Savastano come Forrest Gump
Ci ha poco convinti anche il mash-up camorra-‘ndrangheta del secondo episodio, con l'esplicito riferimento alla strage di Duisburg, «trasferita» a Colonia. Una vicenda complessa, quella della faida di San Luca, che non si capisce perché debba essere mescolata a quella altrettanto complessa del sistema di Secondigliano. O forse si capisce: l'intento potrebbe essere quello di vendere meglio il prodotto all'estero, internazionalizzandone il plot. Cosa vuoi che ne sappiano un tedesco, ub americano o un inglese delle differenze che intercorrono tra camorra e ‘ndrangheta e della distanza che separa la Calabria dall'hinterland napoletano? Se a un tedesco dici mafia, lui pensa a Duisburg e alloria diamogli Duisburg. Ma così facendo rischiamo di trasformare Savastano in una specie di Forrest Gump delle mafie, un professionista del «quando è successo, lui c'era». Di questo passo a breve vedremo flashback con lo yacht di Buscetta e la trattativa Stato-mafia.

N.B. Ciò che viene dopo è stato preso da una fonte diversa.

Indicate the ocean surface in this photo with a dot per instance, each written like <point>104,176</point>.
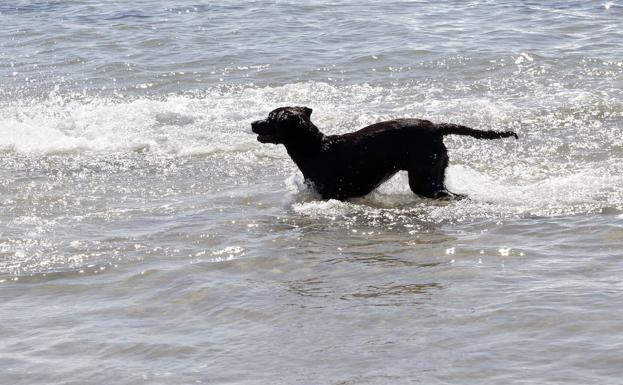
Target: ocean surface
<point>147,237</point>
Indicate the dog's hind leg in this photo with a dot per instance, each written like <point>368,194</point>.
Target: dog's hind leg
<point>427,178</point>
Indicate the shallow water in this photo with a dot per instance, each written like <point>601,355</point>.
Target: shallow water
<point>145,235</point>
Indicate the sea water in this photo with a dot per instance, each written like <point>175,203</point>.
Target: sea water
<point>147,237</point>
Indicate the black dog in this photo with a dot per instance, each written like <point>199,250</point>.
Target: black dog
<point>354,164</point>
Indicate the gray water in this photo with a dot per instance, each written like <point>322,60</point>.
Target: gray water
<point>147,237</point>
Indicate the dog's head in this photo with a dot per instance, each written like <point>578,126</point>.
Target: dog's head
<point>284,125</point>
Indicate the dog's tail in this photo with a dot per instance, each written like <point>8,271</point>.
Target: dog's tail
<point>455,129</point>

Un femminicidio «scolastico»
E poi il delicatissimo tema del femminicidio. Nel primo episodio Ciro «studia» da boss e finisce per strangolare la moglie che, mossa da un rigurgito di coscienza, pensa per un secondo di andarlo a denunciare. Ci può stare, per carità, ma non sarebbe stato meglio, nell'economia della storia, «giocarsi» questa trovata a effetto più avanti, dopo aver esplorato/esasperato ancora di più il rapporto marito-moglie? Invece no: ci scappa subito il morto che non ti aspetti, così come nella prima puntata della seconda serie di «House of Cards» Frank Underwood si liberava subito della scomoda giovane giornalista amante e confidente. Un caso di scuola, insomma, per dare subito in pasto agli spettatori tutto quel che dalla serie vorrebbero e ancora di più. Ma ha senso che la camorra sia «bigger than life»? Ultima considerazione: quasi non ce ne stavamo accorgendo, ma siamo riusciti a scrivere un pezzo di 90 e più righe su «Gomorra» senza mai nominare Roberto Saviano. Potenza di un brand. Tutti sanno che cos'è la Coca Cola. Ma quanti ricordano che nacque ad Altanta per mano del farmacista John Stith Pemberton, alle prese con un farmaco per il mal di testa?